Setting out for a new season of fishing!
Setting out for a new season of fishing!

Ginther uses an attractive, narrow border to contain the activities of each day to their respective pages, as well as enough white space to give the illustrations plenty of fresh, open air. Text integrates clearly with the illustrations, which complement and extend the text.

Gillnetter Girls will leave readers with a new appreciation for a unique way of livelihood -- and feeling like they’ve been on a grand summer adventure!

A brief glossary is included. Of interest to ages 4 to 7. Published 2020 by Orange Hat Press.

Sunday, January 24, 2021

Ten Past One, Please!

I have a request of the publishing universe: Would someone please translate and publish Ann-Helén Laestadius’s young adult novel Tio över ett into English?

Tio över ett/Ten Past One

I kept thinking that as I was reading the book in Swedish, its original language, after it came my way through a friend who had met the author. A year later, I still think about it. A story that sticks like that is a story with resonance.
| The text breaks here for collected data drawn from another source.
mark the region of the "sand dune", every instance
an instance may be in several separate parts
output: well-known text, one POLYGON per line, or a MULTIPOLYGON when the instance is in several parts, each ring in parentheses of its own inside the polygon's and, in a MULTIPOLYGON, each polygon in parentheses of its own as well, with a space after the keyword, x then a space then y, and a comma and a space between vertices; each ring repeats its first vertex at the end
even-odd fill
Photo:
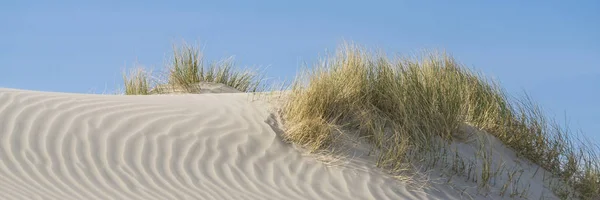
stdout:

The title translates as Ten Past One. That's the time Maja sets her clock for each night. She needs to be awake to make sure she and her family survive the nighttime blasting that occurs deep below ground in the enormous, state-owned LKAB mine beneath Kiruna. This actual mine in far northern Sweden, which has operated for over 120 years, is the largest iron ore mine in Europe and employs some 4,000 people. Unfortunately, the enormity of the mining activity is causing cracks at ground level that threaten the homes, roads, infrastructure, and safety of residents. Portions of the town are in the process of being moved or the families relocated to New Kiruna, several miles away.
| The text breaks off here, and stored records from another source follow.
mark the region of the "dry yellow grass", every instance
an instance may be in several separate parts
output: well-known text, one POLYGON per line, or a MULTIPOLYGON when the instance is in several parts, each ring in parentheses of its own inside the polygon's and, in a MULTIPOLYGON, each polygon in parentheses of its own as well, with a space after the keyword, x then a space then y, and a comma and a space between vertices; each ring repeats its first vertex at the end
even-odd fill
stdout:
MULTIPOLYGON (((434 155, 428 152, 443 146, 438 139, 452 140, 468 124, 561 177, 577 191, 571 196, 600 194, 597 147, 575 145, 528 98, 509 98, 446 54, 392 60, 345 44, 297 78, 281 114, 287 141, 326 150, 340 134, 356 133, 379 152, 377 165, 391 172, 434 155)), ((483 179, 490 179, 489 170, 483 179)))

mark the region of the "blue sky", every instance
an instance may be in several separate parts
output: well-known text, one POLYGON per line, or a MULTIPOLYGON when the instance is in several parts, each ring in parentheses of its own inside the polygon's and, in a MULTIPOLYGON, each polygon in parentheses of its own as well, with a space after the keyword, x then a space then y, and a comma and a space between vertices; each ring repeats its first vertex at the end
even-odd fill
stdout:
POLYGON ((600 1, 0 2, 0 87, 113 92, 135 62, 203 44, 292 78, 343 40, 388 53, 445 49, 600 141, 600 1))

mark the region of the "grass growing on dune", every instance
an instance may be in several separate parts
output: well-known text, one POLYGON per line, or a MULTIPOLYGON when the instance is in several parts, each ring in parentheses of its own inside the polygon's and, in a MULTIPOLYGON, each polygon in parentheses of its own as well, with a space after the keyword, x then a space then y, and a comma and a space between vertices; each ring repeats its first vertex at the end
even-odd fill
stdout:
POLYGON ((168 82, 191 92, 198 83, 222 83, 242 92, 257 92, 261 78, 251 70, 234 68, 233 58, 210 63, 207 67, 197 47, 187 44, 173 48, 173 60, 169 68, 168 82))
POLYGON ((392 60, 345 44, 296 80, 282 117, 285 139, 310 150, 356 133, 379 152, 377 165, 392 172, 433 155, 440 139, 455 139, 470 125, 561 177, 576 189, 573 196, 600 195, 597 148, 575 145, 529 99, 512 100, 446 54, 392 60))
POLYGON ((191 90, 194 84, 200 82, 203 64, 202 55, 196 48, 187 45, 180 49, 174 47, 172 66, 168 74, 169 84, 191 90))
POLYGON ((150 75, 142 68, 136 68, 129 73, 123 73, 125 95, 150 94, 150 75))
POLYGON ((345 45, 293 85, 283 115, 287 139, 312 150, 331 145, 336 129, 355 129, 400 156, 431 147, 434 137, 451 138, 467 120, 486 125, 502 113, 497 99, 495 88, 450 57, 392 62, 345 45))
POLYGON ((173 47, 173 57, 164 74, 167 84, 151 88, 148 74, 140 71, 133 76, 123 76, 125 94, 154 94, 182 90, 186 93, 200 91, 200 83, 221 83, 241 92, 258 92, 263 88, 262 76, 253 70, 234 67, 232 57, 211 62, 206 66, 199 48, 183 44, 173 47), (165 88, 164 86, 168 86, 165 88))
Maja’s father, like so many residents of Kiruna, works in the mine. He earns a good living. But Maja suffers from increasing anxiety, mostly irrational but also not entirely unreasonable. She endures the typical stresses of adolescence — friendships, school and peer pressures, family disagreements, a serious crush — with an added layer of genuine fear about change and the potential for impending disaster.

The setting is intrinsically interesting but Maja’s voice gives life to the story. She is so emotionally vulnerable, so frank, and struggles so valiantly to find her way through her troubles, I couldn’t help but empathize. As she navigates the unwelcome changes around her, she comes to grips with realities of politics and economy, family and class differences, prejudice against the Sami, and her own power to be resilient.


There’s actually no need to take my word for it that the book is worth translating. In 2016, Tio över ett won the August Prize for Swedish children’s literature, as well as the Norrland Literature Prize in 2017. Laestadius, a journalist by trade, has written several YA novels and two picture books, Pimpelfiske (2018) (Ice Fishing) and Vinterkväll (2019) (Winter Evening) with illustrator Jessika Berglund. Her first adult novel, Stöld (Theft), has just been released.